First steps into Rx

12. December 2017 Reactive Programming 0

When we started building a new app 2 years ago we thought we were pretty cool and hip. We started from scratch with a swift-only codebase and used libraries that had proven to be stable and well-supported. There is one practise we did not adopt: Reactive Programming. At the time it felt a bit new and scary and honestly we just couldn’t find a good reason to use it in our app. Why would we use this new way of programming that all our developers (and future developers) would have to learn?

Fast-forward 2 years later and reactive programming is everywhere. Every applicant at our company knows at least a little bit about it and you cannot visit a conference without someone talking about it. So it seemed like the right time to investigate it further and see if I could find a nice use-case for it in our App.

Starting Small

When adopting a new technology or a new library I like to do a very minimal implementation at first. I look for a use case that is ideal for that specific technology. For instance when we started using Realm I first implemented it for storing a simple list of data that had to be easily retrieved. The list was tiny and I could have used any other method of storing it (like serialising it to disk) but I knew that by introducing Realm to our codebase we would have the option of storing other, more complicated data later on.
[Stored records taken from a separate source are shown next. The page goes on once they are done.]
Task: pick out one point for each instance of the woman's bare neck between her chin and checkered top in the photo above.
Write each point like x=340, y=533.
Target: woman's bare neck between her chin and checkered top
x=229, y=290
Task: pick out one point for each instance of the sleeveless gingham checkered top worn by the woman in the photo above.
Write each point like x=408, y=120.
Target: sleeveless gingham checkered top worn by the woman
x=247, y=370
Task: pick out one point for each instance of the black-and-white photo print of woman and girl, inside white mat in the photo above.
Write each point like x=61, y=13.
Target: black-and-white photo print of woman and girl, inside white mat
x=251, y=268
For my first adventure in Rx I chose a similar simple use case. Autocomplete. We have a search field in our app that autocompletes city names or addresses while typing. This is something Rx excels at: taking a changing stream of data, typed text in the textfield and transforming it into something else: a list of autocomplete suggestion. Additionally, most Rx libraries have helper functions that can improve the user experience of such features even more.
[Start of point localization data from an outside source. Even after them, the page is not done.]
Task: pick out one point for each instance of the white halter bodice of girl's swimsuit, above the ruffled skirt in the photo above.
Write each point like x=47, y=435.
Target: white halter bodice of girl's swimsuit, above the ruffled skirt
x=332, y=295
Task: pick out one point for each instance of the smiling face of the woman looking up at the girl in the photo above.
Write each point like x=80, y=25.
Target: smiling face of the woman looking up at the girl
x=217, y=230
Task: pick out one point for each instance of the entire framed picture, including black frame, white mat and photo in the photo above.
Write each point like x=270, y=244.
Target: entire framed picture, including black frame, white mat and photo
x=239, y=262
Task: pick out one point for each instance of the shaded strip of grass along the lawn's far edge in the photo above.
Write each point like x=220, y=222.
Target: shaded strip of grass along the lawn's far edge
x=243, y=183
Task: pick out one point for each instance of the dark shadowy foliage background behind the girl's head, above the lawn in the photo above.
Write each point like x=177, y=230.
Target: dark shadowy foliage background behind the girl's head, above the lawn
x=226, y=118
The minimal implementation

First of all, I started by subscribing to any changes in the value of the “text” of the textfield.

This works as you would expect. The user types something in the textfield and the value is passed along to the “subscribe” closure that will then trigger the autocomplete logic. I won’t get too much into this logic since it is not Rx related, I chose to do all the network calls the “old-fashioned” way to keep this change as small as possible.

Bells and Whistles

In reality though, there are a few situations that you would also like to handle in this block of code to improve the user experience:

  • skip(1)
    When you subscribe to events of the textfield, the initial value of the field will also be processed. In our app we prefer not to show the autocomplete list immediately but to first show the user his or her’s previously searched locations. skip(1) makes sure the first value of the field is ignored.
  • debounce(0.3, scheduler: MainScheduler.instance)
    Since this feature is triggered by user input on a keyboard that then triggers a network call (to get the autocomplete options) we are careful about not doing these calls too often. If the user would type really fast, each change in the textfield would trigger a network call when in fact we only really care about the last change in the value. debounce(…) create a time window that cancels previous calls within that window.
  • distinctUntilChanged()
    Finally, we only really care about actual changes in the value of the textfield. A user could potentially type a value, then delete the final letter and quickly add the same letter back. The result would be a network call that would get the same autocomplete values that we already have on the screen. distinctUntilChanged() makes sure all values that are autocompleted are unique from call to call.

Summary

My tips for starting with Rx: Find a use case in your app that plays to the strengths of Reactive Programming and start with a minimal implementation.